Maison: I wanted my fragrances to feel like a collection, not a spreadsheet
I collect fragrances. And for years I tracked them the way everyone does — a note in my phone, a half-abandoned spreadsheet, a mental list I'd lose. It always bugged me that these bottles that feel like objects, little luxuries you display, were getting logged like a grocery run.
So Maison is me fixing that for myself first. Point your camera at a bottle and it identifies it — that's Claude's vision model doing the work — and then you build a collection, track your wears, run your fragrance wardrobe the way watch people run theirs. It's a native app, and the whole feel is something I kept calling "Noir & Champagne" — dark, quiet, a little expensive-feeling. Because the app should feel like the shelf.
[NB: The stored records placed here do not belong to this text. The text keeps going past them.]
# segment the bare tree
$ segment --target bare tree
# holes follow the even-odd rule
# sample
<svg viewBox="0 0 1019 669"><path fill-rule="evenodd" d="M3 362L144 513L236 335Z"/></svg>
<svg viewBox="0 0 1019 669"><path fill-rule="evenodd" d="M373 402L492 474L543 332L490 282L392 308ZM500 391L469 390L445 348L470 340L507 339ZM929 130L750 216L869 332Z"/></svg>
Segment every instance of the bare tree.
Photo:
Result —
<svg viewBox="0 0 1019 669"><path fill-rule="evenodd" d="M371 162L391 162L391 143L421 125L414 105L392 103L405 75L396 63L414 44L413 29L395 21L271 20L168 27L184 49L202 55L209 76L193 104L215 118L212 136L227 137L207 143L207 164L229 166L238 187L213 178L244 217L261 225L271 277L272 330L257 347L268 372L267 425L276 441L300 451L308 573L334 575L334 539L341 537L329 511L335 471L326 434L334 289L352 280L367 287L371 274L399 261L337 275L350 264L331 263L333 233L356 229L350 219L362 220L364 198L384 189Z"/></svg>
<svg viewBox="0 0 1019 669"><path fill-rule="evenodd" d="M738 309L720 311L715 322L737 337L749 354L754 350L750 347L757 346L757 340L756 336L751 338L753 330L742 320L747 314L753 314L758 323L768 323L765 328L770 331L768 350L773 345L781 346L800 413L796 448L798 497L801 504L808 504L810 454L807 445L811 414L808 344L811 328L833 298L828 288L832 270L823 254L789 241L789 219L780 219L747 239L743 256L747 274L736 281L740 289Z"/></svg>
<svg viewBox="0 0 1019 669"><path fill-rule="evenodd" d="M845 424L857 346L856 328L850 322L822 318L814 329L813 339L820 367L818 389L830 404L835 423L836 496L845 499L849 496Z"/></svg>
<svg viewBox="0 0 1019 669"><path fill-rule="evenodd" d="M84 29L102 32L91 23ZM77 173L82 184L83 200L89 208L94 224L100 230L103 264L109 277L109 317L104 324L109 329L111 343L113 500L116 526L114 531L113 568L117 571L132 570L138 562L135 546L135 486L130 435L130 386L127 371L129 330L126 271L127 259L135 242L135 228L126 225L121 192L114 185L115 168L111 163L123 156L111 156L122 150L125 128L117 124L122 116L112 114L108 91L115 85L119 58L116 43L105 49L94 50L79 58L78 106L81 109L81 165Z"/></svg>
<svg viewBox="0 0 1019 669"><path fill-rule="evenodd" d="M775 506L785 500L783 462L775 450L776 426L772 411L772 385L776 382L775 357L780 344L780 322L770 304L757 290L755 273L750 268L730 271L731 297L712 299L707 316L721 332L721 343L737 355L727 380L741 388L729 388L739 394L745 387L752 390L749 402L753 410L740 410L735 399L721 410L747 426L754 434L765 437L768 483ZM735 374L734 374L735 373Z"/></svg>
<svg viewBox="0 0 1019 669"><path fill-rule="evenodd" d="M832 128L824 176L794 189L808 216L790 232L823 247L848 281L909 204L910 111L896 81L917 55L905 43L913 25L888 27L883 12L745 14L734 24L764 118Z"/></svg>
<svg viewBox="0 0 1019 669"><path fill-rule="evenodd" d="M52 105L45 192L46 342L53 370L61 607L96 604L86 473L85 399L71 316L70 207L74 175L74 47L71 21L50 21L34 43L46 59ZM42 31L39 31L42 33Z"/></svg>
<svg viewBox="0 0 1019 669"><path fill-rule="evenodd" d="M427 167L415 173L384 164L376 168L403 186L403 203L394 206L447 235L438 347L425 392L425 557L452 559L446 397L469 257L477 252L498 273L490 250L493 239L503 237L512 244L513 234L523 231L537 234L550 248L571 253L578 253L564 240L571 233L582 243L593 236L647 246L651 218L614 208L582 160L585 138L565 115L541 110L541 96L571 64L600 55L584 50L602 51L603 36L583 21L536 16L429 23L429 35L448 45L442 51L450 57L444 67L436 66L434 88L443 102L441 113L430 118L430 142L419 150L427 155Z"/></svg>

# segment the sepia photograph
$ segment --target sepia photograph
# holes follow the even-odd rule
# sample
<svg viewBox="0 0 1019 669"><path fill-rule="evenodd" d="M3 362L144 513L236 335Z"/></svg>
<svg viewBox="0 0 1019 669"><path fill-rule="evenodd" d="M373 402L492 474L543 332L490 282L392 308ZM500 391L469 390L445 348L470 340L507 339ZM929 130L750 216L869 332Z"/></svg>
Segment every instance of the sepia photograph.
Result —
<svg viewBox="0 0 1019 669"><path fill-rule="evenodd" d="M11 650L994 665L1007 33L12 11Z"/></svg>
Quick note on the name. This started as Sillage. I liked it — sillage is literally the trail a fragrance leaves — but Maison is where it landed. Sometimes a name only reveals whether it fits after you've lived with it a while, and this one just felt more like the thing.
The build taught me something about taste being the hard part. The camera-identifies-the-bottle trick is genuinely impressive and it took an afternoon. Making the app feel considered — the spacing, the darkness, the restraint — took ten times longer and none of it shows up in a feature list. That's usually the ratio with anything meant to feel nice.
It's built. Next is getting it App Store ready, which, having just been through that with tab., I now have a very healthy respect for.